PÁDRAIG Harrington agrees that the game’s two finest exponents, Tiger Woods and Phil Mickelson, enjoy a big advantage over him going into the 108th US Open Championship beginning at Torrey Pines tomorrow.
Whereas the Irishman is here for the first time, Woods has won six Buick Invitational titles over this course and Mickelson is a native of nearby San Diego. In other words, each know the course like the back of their hand.
Harrington had intended playing the Buick in February, only for the intervention of a bout of shingles. Instead, he has been confined to two and a half practice rounds and it remains to be seen if that will be sufficient to acquaint him with the vagaries and innate difficulty of the US Open layout.
“It would be nice to have played the golf course in 20 tournaments like Tiger has done but I just have to do the best with what I’ve got,” said Harrington. “He has an advantage over me in that respect. How big an advantage? We don’t know. There’s no question the more you play a course, the better you get to know it.
“But I’m not worried. I can’t do anything about it. I would have picked up something in the Buick that would have helped me this week. I’ll have a putt this week that I’ll hit on a certain line and I’d probably have had the same putt in the Buick and I’ll remember it didn’t come down, it stayed up there, and this week I’d have changed my mind. But there’s nothing I can do about it.”
Having arrived on the back of a 4th place finish in Memphis at the weekend and three other top fives in the US this year, Harrington has come a long way from his first US Open at Congressional back in 1998, when he felt completely out of his depth. In the intervening years, he has twice finished 5th and had two other top ten finishes as he drastically changed his game under the tutelage of Bob Torrance and Bob Rotella and is now completely comfortable in the States.
“I’ve had a lot of top fives in the last six months, but there weren’t any wins and they’re the ones that count,” he pointed out.
“What does give me confidence is that I seem to be getting better over the last two-and-a-half years and playing a better game the week of the majors.

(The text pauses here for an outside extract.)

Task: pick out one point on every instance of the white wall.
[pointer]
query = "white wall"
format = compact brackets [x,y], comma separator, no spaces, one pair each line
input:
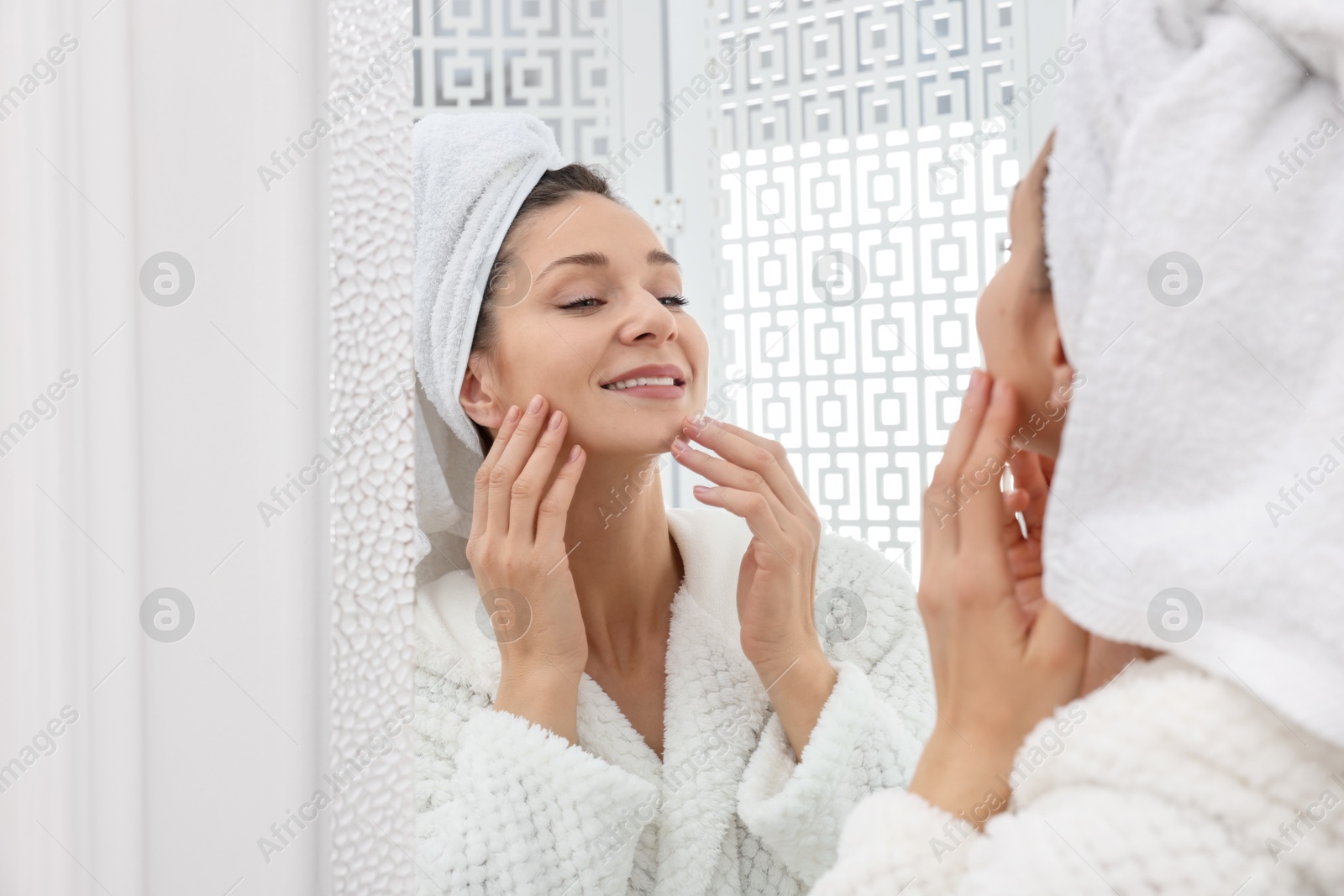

“Maybe in the last nine or 10, I’ve played good golf and got myself well into those tournaments. True, I’ve had a few missed cuts, but I’ve had a lot of good, good runs. It’s all about playing the first 63 holes well so that you have a chance with the last nine holes. If you do that, it’s all you can ask for in a tournament.”
For obvious reasons, the Irishman wasn’t sure what to expect on arrival but he felt reassured by his first sight of Torrey Pines.
“I really like this golf course, I’m very happy with it,” he said. “It fits my eye. It’s a good, stern test but it seems very, very fair. From what I’ve heard, everybody is pleased with it. What may be a little disappointing is that it’s always nice when about half the field gives out about the venue but, seriously, I think there’s a change in the way the courses have been set up in my 12 years on tour.
“In the late 90s, it was very much the heaviest rough they could get, down the side of every fairway and around the greens. Now they realise they can grade the rough off the tees and have a little bit of imagination around the greens and the set-ups have got better with that. The golf courses over here suit me better than in Europe because the fairways are 50% wider and the rough isn’t as heavy so it does allow for a little more imagination in the game. But I’m comfortable everywhere. I just turn up and do my thing.”
The last four champions, Angel Cabrera, Geoff Ogilvy, Michael Campbell and Retief Goosen, have all been non-Americans. But there is no European among that group; not since Tony Jacklin at Hazeltine in 1970 has there been a winner from Europe. Harrington believes that will change quickly.
“I can’t tell you now that I’m going to have a great week or a bad week,” he says. “But I’m happy with the last two weeks. I’ve sorted out a few things and I feel ready to go and play. That’s all I can do.”